Já PS, PCP e BE desafinaram e mostraram-se preocupados com a inoperacionalidade de alguns meios e pela exaustão relevada pelos técnicos de ambulância e emergência, devido aos poucos recursos humanos e utilização excessiva do trabalho extraordinário. Duvidaram também da capacidade da direcção do INEM fazer “em quatro meses o que não foi feito em quatro anos”, apontando a coincidência da contratação de mais 85 técnicos e 70 operadores de telecomunicações com o período pré-eleitoral.

A melodia voltou numa nova intervenção de José Junqueiro, que em resposta à presença na sala de outros responsáveis do INEM condenou a “estratégia de mobilização” do presidente. O socialista antecipou que Paulo Campos um dia ficará sozinho com mais um verso: “Por mais amigos que tenha sinto-me sempre sozinho.” Fez também um desvio à canção que mereceu reparos negativos de algumas bancadas, que o acusaram que “mau-gosto”: desafiou o presidente do INEM a mobilizar para a comissão de saúde não os responsáveis do instituto, mas sim os familiares das vítimas que morreram sem auxílio.
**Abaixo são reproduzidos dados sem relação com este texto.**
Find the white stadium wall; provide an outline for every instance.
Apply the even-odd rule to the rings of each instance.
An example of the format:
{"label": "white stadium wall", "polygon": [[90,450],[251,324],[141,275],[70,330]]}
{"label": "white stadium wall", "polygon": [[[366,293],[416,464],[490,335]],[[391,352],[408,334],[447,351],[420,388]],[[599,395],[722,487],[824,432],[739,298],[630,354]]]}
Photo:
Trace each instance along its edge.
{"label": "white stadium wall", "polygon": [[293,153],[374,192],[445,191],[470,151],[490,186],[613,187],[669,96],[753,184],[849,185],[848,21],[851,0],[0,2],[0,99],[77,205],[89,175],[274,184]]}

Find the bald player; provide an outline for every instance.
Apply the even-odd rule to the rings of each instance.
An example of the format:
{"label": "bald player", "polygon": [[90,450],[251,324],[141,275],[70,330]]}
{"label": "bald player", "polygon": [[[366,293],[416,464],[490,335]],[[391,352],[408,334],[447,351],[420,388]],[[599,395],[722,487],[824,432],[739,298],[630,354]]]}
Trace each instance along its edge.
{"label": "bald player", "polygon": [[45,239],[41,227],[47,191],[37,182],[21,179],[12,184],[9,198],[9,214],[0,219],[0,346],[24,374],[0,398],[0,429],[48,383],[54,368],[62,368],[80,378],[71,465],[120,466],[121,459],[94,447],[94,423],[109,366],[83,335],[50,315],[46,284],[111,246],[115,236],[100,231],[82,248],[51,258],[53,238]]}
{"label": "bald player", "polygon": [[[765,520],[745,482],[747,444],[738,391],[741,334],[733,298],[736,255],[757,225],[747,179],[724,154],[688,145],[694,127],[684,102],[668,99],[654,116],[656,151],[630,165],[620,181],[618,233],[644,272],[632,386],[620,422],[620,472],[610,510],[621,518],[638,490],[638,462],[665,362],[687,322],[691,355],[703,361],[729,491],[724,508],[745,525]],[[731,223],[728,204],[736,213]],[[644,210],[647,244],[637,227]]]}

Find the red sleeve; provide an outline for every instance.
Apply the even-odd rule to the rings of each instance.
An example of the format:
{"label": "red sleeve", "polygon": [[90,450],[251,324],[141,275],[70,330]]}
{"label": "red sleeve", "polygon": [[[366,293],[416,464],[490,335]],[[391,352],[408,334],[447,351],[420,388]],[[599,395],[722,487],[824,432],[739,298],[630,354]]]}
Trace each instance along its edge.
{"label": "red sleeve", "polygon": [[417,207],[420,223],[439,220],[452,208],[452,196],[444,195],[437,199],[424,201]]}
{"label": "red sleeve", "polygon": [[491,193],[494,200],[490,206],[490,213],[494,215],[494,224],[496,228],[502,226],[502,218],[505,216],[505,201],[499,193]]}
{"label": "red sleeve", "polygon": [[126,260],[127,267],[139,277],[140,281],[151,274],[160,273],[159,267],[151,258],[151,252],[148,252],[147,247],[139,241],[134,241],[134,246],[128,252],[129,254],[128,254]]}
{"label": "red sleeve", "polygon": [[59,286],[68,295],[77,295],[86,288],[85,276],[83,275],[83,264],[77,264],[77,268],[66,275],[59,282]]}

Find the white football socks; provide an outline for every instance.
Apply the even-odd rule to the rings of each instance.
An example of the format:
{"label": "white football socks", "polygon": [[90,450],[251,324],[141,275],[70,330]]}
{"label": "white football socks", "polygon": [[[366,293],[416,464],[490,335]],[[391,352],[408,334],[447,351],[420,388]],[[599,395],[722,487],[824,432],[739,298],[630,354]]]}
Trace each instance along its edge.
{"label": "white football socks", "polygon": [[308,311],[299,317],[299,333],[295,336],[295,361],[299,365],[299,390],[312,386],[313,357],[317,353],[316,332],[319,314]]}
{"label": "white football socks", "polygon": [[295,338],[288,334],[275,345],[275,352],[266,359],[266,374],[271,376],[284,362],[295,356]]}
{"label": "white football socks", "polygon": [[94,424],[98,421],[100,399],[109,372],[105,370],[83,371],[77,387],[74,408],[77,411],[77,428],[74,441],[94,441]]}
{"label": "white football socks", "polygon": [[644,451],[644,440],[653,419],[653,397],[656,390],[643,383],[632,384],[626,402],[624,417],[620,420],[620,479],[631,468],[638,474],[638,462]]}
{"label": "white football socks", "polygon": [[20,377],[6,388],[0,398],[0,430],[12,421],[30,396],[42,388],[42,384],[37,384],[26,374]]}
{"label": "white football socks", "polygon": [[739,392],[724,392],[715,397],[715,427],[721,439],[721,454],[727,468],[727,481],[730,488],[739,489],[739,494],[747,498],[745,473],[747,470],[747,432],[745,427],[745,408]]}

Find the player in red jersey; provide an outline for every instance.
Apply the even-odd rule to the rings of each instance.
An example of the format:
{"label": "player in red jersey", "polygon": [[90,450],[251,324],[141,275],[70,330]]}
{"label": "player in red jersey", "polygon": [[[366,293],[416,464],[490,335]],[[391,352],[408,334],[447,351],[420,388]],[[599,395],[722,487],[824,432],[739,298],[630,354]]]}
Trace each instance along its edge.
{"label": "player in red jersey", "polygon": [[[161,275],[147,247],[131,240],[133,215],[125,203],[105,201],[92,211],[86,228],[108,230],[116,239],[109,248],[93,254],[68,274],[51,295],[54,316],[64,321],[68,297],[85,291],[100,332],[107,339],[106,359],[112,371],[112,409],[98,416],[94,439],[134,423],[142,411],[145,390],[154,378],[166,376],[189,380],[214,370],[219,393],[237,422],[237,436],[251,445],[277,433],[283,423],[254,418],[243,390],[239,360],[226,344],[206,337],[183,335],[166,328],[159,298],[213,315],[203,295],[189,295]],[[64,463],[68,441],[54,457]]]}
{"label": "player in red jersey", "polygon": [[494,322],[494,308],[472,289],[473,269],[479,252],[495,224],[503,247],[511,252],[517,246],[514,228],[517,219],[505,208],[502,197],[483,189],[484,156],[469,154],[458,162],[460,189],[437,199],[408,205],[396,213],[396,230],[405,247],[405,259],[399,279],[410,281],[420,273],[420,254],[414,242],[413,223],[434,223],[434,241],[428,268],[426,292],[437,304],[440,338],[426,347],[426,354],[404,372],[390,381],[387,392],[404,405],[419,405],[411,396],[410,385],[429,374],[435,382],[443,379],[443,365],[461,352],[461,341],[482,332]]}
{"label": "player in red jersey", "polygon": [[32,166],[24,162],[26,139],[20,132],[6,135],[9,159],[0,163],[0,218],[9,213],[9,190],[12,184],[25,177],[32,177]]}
Em resposta, Paulo Campos preferiu destacar a solidão de Junqueiro, em referência à ausência da socialista Luísa Salgueiro.

Para Paulo Campos, as críticas enumeradas são infundadas e os números, assegura, estão do seu lado. O presidente do INEM informou que a adesão dos técnicos de ambulância e emergência à greve ao trabalho extraordinário que começou nesta quarta-feira está a ser de 0%. Números refutados pelo vice-presidente do Sindicato dos Técnicos de Ambulância e Emergência, Pedro Louro, que disse ser impossível uma greve convocada por alguém ficar sem adesão. A estrutura estima que pelo menos três viaturas não tenham trabalhado.

Para o major, este protesto, que foi marcado por tempo indeterminado, é apenas mais um exemplo da “tentativa de assassinato de carácter” de que diz ser alvo. O remate da canção foi feito com mais um toque pessoal: o presidente do INEM disse que tem quatro filhos e a mulher no Porto — justificando que fala dela por as notícias já a terem envolvido — e garantiu que a prova de que confia no instituto é “saber que estão seguros com a emergência médica”. Quanto a Junqueiro, o médico lamentou que se concentre na “chuva de estrelas” pouco expressiva de quem ouve outra canção.